Anja Sengdra – który narażał się lokalnym aparatczykom, oskarżając ich o nieróbstwo, nadużycia i korupcję – został pobity i zatrzymany przez policję 4 września 2018 roku, a następnie wywieziony do odległego aresztu śledczego z zarzutem „wszczynania awantur”.
Setki mieszkańców trzech miejscowości okręgu Gade (głównie koczowników, objętych w ostatnich latach programem przymusowego osiedlania) składają podpisy i odciski palców pod petycjami do władz prowincji i państwa, apelując o natychmiastowe zwolnienie „bezzasadnie więzionego” czterdziestosiedmioletniego działacza. Autorzy tłumaczą, że zatrzymany nigdy nie popełnił żadnego wykroczenia, nie działał w interesie własnym, tylko „szerokich mas”, i nie poruszał kwestii politycznych, domagając się wyłącznie przestrzegania prawa oraz wypłacania należnych świadczeń „zgodnie z duchem antykorupcyjnej kampanii przewodniczącego Xi Jinpinga i jego wizji budowania średniozamożnego społeczeństwa”.

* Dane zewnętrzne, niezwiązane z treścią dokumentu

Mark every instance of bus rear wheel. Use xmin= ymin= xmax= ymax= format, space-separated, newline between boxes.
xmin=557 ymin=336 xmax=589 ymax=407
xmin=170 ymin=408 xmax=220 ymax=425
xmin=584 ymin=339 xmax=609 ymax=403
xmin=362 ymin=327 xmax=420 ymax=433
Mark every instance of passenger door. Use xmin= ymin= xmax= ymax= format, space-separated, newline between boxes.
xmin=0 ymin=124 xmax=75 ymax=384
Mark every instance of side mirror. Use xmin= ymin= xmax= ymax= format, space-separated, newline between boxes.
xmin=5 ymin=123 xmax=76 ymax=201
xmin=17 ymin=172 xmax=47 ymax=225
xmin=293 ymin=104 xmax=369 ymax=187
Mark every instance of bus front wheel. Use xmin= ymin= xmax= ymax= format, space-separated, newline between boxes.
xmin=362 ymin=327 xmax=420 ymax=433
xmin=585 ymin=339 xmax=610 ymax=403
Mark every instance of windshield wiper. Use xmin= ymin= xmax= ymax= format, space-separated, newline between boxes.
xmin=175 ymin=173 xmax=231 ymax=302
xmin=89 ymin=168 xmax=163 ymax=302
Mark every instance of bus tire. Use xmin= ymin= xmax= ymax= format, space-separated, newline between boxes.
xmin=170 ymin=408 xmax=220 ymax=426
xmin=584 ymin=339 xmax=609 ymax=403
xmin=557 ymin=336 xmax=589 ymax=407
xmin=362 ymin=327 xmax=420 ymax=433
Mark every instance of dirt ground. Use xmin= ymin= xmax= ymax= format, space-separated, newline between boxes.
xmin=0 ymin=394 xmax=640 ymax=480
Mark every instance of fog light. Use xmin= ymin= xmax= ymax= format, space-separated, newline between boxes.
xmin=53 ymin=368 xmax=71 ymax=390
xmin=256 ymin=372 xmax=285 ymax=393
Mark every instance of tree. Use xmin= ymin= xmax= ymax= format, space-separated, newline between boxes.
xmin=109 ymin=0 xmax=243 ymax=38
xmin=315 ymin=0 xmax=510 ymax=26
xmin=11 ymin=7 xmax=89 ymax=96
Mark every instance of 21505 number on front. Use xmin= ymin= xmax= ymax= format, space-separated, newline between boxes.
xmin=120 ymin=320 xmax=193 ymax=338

Tybetańczycy dowodzą, że Anja Sengdra, „wzorowy członek partii i przywódca ludu” był skuteczny, ponieważ dzięki jego interwencjom lokalni urzędnicy zaczęli wreszcie wypłacać zaległe dotacje i odszkodowania za skonfiskowaną ziemię oraz „przestali narzucać niekorzystne lokalizacje” domów dla osiedlanych nomadów. Proszą też, by go „nie bić i nie torturować” i rozpatrzyć sprawę „w duchu poszanowania karmy oraz obowiązującego prawa”, kierując się „interesem mas i komunistyczną miłością do ludu”.